A photograph of the Billy Eckstein band shows a young Eckstein, Dizzy Gillespie, and Charlie Parker. There is a very youthful Ahmad Jamal at the piano on one page [above], and opposite, Sarah Vaughan, and on the overleaf, Lena Horne. Joe Louis is caught on his visit in 1938, along with boxer Harry Bobo --- and a pensive Jackie Robinson appears, with the date of 1947 [below]. Too, Willie Mays and, from 1963, a very young Muhammed Ali. Earl "Fatha" Hines and Erroll Garner came to town in 1946 --- and a noisy Johnnie Ray appears, a loudmouth whose noxious song "Cry" violated our eardrums and much of 1952's American radio.

There is a shot of Eleanor Roosevelt (looking absolutely beat --- the picture was taken in 1956). Vice-President Richard Nixon appears, and from a labor day celebration in 1967, there is a shot of A. Philip Randolph.

The editors tell us that Harris was an honorable man, trying to make a living in a painful world of prejudice and poverty. "Harris's photographs provide an intimate view of twentieth-century black life, not generally known or recognized ... [they] provide vivid examples of black life as a larger American story." The principal thesis here is that Harris's mastery was one of simplicity and order.

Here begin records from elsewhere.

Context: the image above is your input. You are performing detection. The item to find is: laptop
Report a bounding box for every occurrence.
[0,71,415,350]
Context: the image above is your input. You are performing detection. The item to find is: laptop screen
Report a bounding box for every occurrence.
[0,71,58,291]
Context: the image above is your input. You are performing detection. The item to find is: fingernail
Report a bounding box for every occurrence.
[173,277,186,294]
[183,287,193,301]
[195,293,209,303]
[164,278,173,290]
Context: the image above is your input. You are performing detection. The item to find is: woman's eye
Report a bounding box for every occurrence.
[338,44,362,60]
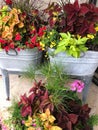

But, truth be known, neither you nor I nor the editors can know for sure. For they have selected for us some 150 out of a possible 73,000. Who can possibly know, at this stage, what Harris' entire opus represents, what he was looking for, what he ultimately got? Teenie Harris is a fine start: the black-and-white photographs are presented boldly and clearly, each to its own page. But there is still a mountain of negatives which may tell another story.